Please see the Preliminary Pricing Supplement for complete product
disclosure, including related risks and tax disclosure.
This fact sheet is a summary of the terms of the Notes and factors
that you should consider before deciding to invest in the Notes.
BofA Finance has filed a registration statement (including
preliminary pricing supplement, product supplement, prospectus
supplement and prospectus) with the Securities and Exchange
Commission, or SEC, for the offering to which this fact sheet
relates. Before you invest, you should read this fact sheet
together with the Preliminary Pricing Supplement dated November 11,
2020, Product Supplement EQUITY-1 dated January 3, 2020 and
Prospectus Supplement and Prospectus dated December 31, 2019 to
understand fully the terms of the Notes and other considerations
that are important in making a decision about investing in the
Notes.

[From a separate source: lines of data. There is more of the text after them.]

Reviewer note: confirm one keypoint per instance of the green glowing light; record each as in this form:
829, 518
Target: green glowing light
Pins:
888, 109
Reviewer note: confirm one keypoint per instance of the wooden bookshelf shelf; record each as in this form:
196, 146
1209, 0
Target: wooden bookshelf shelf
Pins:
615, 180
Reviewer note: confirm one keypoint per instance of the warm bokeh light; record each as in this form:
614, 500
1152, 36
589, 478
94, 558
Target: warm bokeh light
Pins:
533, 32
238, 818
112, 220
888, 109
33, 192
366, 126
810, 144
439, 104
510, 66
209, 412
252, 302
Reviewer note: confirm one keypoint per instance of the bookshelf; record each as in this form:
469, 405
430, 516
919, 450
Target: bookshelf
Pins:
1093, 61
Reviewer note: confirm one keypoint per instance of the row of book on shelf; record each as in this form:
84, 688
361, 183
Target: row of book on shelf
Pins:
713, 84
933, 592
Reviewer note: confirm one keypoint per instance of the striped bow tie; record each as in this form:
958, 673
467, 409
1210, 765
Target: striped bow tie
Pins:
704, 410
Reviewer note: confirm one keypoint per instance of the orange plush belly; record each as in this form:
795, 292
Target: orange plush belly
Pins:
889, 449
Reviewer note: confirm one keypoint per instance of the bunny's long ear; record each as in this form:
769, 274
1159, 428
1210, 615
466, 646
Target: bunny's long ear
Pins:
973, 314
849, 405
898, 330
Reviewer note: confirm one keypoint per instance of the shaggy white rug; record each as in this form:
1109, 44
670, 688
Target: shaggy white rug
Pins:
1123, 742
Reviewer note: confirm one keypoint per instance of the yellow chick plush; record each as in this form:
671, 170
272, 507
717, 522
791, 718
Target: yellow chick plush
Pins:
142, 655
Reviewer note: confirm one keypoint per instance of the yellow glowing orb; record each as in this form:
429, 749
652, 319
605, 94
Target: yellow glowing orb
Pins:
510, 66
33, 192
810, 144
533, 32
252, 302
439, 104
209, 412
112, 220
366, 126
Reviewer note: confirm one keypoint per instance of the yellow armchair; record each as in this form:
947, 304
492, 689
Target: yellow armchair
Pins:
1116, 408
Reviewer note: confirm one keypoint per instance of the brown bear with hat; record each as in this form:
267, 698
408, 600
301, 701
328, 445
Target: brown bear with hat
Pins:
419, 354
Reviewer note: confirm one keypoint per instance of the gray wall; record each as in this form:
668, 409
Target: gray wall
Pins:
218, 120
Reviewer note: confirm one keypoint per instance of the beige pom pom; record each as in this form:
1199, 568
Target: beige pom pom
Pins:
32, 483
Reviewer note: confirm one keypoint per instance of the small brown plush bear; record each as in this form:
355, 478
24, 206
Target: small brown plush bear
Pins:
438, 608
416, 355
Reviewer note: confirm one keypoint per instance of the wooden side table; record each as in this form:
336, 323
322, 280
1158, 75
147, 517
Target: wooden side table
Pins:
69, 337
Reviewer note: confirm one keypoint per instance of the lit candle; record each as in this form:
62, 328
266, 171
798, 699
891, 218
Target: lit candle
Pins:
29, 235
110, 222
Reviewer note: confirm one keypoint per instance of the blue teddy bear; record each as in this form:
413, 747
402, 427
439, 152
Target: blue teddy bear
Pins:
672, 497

If the terms described in the applicable Preliminary Pricing
Supplement are inconsistent with those described herein, the terms
described in the applicable Preliminary Pricing Supplement will
control. You may get these documents without cost by visiting EDGAR
on the SEC Web site at sec.gov or by clicking on the hyperlinks to
each of the respective documents incorporated by reference in the
Preliminary Pricing Supplement. Alternatively, BofA Finance, any
agent or any dealer participating in this offering will arrange to
send you the Preliminary Pricing Supplement, Product Supplement
EQUITY-1 and Prospectus Supplement and Prospectus if you so request
by calling toll-free at 1-800-294-1322.